Generally speaking, we call this *Label Encoding*. It turns out that this is not generally a useful approach in Scikit-Learn, because this approach assumes an ordering of the categories: *'Queen Anne' (1) < 'Fremont' (2) < 'Wallingford' (3)*, which does not make any sense.

In this case, one proven technique is to use *one-hot encoding*.

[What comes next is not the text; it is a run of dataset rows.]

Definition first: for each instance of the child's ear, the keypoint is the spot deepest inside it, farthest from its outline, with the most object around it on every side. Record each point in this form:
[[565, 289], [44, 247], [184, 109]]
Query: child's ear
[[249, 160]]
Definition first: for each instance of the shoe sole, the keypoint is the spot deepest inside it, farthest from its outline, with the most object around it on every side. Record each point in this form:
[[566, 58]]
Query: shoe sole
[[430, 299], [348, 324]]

When your data comes as a list of dictionaries, Scikit-Learn's ``DictVectorizer`` will do this for you:

In [3]:
from sklearn.feature_extraction import DictVectorizer
vec = DictVectorizer(sparse=False, dtype=int)
vec.fit_transform(data)

array([[     0,      1,      0, 850000,      4],
       [     1,      0,      0, 700000,      3],
       [     0,      0,      1, 650000,      3],
       [     1,      0,      0, 600000,      2]])

``get_feature_names``

In [4]:
vec.get_feature_names()

['neighborhood=Fremont',
 'neighborhood=Queen Anne',
 'neighborhood=Wallingford',
 'price',
 'rooms']

You can also use ``sklearn.preprocessing.OneHotEncoder`` ,``sklearn.feature_extraction.FeatureHasher`` and ``pd.get_dummies`` instead.

### other methods
In addition to *one-hot encoding*, you can also consider other encoding methods, such as *target encoding*, *count encoding* and *k-fold encoding*,more at [`categorical-encodings` package](https://github.com/scikit-learn-contrib/categorical-encoding)

## Missing Data

In [14]:
from numpy import nan
X = np.array([[ nan, 0,   3  ],
              [ 3,   7,   9  ],
              [ 3,   5,   2  ],
              [ 4,   nan, 6  ],
              [ 8,   8,   1  ]])
y = np.array([14, 16, -1,  8, -5])

When applying a typical machine learning model to such data, we will need to first replace such missing data with some appropriate fill value.
This is known as *imputation* of missing values, and strategies range from simple (e.g., replacing missing values with the mean of the column) to sophisticated (e.g., using matrix completion or a robust model to handle such data).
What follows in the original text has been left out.